Posted Sep 24, 2008 at 2:45 AM | Permalink

Figure 1 is an animated gif, not “flash gif”. Flash is another format than Gif for animated images and has cute features like pause or rewind but much more. Flahs = gif on steroid, sort of.
Chris H

Posted Sep 24, 2008 at 4:28 AM | Permalink

It would be VERY USEFUL if the frames of your animated GIFs were numbered (perhaps in the graph title), so that we could easily tell how far we were through the animation, and how much more there was to see. (As well as making it easy to identify which frame(s) we wanted to examine closer, since there is no pause button.)
Natalie

Posted Sep 24, 2008 at 6:52 AM | Permalink

Wow! You really know your climate stuff. All of that just went over my head.

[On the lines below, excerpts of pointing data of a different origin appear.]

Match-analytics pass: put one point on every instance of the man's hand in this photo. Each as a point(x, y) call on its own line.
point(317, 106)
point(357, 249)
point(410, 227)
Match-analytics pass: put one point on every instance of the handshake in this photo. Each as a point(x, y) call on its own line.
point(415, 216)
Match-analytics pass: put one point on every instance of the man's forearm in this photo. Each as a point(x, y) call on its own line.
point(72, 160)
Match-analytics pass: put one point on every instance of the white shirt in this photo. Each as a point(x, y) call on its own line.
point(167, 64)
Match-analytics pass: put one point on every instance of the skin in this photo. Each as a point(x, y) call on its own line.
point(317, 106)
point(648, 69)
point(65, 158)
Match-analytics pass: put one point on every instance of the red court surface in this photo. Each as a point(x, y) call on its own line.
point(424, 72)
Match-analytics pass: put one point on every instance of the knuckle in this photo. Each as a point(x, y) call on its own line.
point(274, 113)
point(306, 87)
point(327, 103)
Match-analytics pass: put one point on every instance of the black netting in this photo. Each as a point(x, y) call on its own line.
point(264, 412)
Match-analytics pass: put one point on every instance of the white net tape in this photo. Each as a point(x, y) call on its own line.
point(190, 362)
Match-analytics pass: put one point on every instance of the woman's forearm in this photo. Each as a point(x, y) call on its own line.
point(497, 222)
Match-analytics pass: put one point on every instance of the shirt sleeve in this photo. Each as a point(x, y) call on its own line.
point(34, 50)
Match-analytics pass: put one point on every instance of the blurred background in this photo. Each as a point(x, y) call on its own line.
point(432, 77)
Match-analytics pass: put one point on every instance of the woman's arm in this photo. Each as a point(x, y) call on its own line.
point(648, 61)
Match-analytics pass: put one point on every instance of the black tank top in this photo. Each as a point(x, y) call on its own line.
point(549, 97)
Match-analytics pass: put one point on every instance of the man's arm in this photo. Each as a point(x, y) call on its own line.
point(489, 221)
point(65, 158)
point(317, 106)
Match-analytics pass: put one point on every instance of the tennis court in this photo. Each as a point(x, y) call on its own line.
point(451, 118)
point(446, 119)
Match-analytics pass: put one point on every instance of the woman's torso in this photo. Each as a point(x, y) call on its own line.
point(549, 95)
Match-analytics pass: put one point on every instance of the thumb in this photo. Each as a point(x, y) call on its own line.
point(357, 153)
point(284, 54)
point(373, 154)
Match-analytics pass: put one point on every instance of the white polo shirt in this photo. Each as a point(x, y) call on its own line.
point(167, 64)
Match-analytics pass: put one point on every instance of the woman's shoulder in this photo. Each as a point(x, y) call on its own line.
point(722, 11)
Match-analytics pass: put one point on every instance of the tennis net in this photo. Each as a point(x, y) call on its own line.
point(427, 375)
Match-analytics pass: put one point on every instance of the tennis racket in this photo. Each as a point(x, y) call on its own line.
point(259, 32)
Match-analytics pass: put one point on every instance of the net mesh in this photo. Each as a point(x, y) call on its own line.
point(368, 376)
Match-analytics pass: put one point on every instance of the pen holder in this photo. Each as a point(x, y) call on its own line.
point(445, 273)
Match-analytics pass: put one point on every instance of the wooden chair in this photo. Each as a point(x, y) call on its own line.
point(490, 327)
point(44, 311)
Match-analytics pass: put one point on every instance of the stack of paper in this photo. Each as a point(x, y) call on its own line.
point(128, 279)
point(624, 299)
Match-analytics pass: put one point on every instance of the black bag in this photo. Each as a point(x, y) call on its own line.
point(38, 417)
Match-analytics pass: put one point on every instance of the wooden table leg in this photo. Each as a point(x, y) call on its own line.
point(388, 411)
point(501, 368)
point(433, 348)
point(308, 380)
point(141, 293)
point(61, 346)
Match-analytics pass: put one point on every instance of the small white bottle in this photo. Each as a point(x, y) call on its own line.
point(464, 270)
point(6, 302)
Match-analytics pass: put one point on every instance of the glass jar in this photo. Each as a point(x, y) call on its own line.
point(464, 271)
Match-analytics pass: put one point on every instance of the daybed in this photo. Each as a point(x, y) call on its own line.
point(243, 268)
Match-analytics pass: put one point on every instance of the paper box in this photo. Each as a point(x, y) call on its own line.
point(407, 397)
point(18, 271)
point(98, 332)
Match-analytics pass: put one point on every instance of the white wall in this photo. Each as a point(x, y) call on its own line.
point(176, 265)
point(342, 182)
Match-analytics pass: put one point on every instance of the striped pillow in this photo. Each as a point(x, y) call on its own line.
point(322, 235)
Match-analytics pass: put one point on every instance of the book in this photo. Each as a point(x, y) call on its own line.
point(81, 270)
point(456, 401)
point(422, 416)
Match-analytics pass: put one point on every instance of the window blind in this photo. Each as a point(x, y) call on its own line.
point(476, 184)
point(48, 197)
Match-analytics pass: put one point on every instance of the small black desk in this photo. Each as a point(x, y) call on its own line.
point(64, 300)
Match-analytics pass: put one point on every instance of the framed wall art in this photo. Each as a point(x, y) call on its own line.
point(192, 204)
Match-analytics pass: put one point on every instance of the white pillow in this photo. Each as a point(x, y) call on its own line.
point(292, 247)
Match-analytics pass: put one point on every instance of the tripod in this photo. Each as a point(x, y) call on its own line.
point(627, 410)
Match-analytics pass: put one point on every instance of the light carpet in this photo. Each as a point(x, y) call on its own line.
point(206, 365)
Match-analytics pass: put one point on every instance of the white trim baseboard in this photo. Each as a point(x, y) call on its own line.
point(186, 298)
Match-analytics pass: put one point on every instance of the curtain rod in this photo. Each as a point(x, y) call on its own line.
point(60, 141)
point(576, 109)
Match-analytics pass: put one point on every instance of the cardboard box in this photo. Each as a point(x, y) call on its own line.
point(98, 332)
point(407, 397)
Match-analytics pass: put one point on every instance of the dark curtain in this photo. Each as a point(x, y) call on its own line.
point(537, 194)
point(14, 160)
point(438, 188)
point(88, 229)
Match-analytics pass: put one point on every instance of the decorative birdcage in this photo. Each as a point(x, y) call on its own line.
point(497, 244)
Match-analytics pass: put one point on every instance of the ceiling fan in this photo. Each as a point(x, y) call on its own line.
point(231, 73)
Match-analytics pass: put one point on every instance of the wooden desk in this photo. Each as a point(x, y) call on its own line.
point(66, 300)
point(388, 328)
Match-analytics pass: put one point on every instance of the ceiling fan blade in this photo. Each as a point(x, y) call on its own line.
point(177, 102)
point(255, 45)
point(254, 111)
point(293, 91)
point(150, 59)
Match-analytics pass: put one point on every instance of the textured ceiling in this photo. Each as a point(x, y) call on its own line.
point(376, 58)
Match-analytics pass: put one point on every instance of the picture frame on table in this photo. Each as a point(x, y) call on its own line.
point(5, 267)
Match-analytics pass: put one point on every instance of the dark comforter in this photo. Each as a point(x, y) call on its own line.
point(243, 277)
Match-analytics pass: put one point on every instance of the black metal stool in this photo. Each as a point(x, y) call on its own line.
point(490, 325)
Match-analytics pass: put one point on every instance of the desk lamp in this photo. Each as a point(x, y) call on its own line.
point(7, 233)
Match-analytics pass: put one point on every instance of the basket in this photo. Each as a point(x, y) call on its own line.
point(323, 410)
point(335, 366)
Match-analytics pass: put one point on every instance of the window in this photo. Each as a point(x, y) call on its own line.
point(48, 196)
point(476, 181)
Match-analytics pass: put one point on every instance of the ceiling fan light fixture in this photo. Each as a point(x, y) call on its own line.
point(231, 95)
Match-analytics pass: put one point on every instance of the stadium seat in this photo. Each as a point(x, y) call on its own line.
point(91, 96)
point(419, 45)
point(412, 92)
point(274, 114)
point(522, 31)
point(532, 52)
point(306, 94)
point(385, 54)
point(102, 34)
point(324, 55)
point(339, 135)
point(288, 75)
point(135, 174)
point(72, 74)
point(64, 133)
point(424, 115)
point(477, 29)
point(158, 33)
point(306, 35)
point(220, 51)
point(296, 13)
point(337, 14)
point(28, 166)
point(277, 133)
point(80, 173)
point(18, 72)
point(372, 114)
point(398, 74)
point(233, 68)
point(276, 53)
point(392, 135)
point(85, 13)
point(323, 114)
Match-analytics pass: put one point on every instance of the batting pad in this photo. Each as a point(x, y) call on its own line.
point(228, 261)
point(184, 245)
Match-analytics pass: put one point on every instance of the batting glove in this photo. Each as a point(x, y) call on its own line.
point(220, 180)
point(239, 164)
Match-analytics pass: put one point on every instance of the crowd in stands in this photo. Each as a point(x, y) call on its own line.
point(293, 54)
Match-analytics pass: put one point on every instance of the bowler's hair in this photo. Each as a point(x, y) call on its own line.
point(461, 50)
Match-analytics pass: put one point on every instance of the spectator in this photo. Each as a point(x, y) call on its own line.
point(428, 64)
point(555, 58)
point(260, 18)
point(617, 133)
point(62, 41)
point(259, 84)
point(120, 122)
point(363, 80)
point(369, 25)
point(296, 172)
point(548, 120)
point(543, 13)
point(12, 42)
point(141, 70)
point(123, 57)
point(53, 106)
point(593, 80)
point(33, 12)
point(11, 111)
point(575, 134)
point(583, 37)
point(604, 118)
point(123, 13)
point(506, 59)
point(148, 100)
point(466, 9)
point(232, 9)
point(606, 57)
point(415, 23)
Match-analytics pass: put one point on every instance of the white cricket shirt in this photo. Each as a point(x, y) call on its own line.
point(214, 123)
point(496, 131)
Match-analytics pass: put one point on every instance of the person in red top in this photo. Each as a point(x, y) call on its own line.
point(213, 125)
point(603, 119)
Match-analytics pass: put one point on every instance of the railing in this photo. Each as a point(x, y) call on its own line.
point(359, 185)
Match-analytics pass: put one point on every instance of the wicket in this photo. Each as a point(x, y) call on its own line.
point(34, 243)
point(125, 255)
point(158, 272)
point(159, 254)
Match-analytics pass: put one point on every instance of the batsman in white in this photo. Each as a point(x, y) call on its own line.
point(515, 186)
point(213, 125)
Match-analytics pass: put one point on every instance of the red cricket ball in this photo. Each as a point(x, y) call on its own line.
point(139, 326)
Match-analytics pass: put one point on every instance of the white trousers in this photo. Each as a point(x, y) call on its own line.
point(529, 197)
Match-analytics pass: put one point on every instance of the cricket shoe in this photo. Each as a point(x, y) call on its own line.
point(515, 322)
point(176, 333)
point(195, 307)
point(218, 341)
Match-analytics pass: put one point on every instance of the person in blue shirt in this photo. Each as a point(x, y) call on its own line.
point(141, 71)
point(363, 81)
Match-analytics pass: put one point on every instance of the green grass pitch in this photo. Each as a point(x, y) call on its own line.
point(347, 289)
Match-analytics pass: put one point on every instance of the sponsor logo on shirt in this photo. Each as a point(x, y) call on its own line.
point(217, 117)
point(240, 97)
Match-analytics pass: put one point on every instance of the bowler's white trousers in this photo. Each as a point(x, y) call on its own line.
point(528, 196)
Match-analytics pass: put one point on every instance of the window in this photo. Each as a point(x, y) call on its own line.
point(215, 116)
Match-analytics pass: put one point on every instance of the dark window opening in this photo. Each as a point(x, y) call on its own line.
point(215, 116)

My husband and I leave on September 30th to backpack to various countries around the world for a year or so. As we have been planning for our adventure we have been updating a blog. http://www.nomadbackpackers.com

Since you are an expert…(yes flatery can’t hurt)…could you let my husband and I know if we are going to be traveling in a country or region of the world that is going to experience a major weather problem? I know I’ve read about monsoon season here or there, but I just thought it won’t hurt to ask.

Feel free to subscribe to our blogs feed, follow us and be our hero if you know of any climate advice, info, etc. let us know!

Thanks so much!!! Natalie
- navy bob
  
  Posted Sep 24, 2008 at 8:22 AM | Permalink
  
  Re: Natalie (#7), I’d stay away from Tanzania. Too much rain blowing in from Spain.